The storyline is simple : a humble state bus conductor is slapped with a heavy electricity bill. Humiliated by the bureaucracy, the family embarks on their quest for justice using RTI. “The film operates at two levels,” informs the producer. “As a family drama and as pure information. A lot of research has gone into it with inputs from activists like Aruna Roy, Arvind Kejriwal etc.”

I was the chief guest at its screening at SP Jain Insti-tute of Management on April 28. Hopefully, I shall arrange its screening in due course for all interested in watching it.

    Assets disclosure by MPs :

At least 70 Lok Sabha MPs, including former Prime Minister HD Deve Gowda, Rashtriya Janata Dal (RJD) chief Lalu Prasad and cricketer-turned-politician Navjot Singh Sidhu, have not yet disclosed details of their assets, a Right to Information (RTI) application has revealed.

The information was obtained in reply to an application filed by RTI activist Subhash Chandra Agarwal with the Lok Sabha Secretariat, seeking names of the members who have not disclosed details of their assets and wealth to the speaker.

“No action has so far been taken against defaulting members . . . . the reason for not taking any action against those Lok Sabha members who have not submitted details of assets and liabilities to the Lok Sabha speaker is the non-receipt of any complaint from any other member or any citizen of India in this regard as required under Rule 5(1) of the members of the Lok Sabha (Declaration of Assets and Liabilities) Rules, 2004.”

    Legalising alterations to the buildings :

All is not fine with the fines collected by various civic authorities in Mumbai as an RTI application filed by activist Aaftab Siddique reveals.

The building proposal department in ward H West has collected over Rs.32.25 crore between 2007 and 2009 as fine to legalise alterations, after submitting the floor plans and drawings for approval.

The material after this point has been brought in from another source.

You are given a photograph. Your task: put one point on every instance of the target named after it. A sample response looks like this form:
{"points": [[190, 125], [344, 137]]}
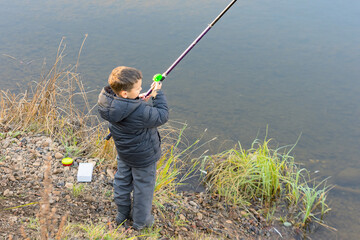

The health department has collected fines of Rs. 33.72 lakhs only between 2000 and 2009 while the licence department has collected barely Rs.3 lakhs in the same period.

    Dues to retirees at BMC :

Data procured under RTI from various departments of the Brihanmumbai Municipal Corporation (BMC) show that dues to the tune of Rs.30.41 crore is yet to be paid to those who retired over the past four years.

RTI activist, Mr. Milind Mulay, had filed a query under RTI. When he checked with many officers at the ward level, they were not even aware of the number of people who have retired from their office in the last four years. He writes : “My mother, Vijaya Mulay retired as a nurse from the Marol Maternity Home, but the BMC made her run around for almost one year and a half and even after that, she did not get her dues. She then used the RTI Act to get her file moving.”

    Red tape at BMC :

One Mr. Sharad Jadhav has been complaining about the irregularities in awarding a licence to a café located in one of the by-lanes of Dongri in south Mum-bai. Not getting a response, Jadhav finally wrote to the state Anti-Corruption Bureau (ACB). The bureau forwarded the complaint to the Municipal Commissioner for verifying the ‘allegation’ that the civic officials had turned a Nelson’s Eye to Sadguru Café’s illegal construction.

When no action was forthcoming from BMC, Jadhav filed an RTI application to find out about the status of his complaint. Reply received stated : “The BMC cannot give information on the subject as it never received any such letter from the ACB office.” After much criticism in the media, the police officials finally claimed that they had ‘found it’.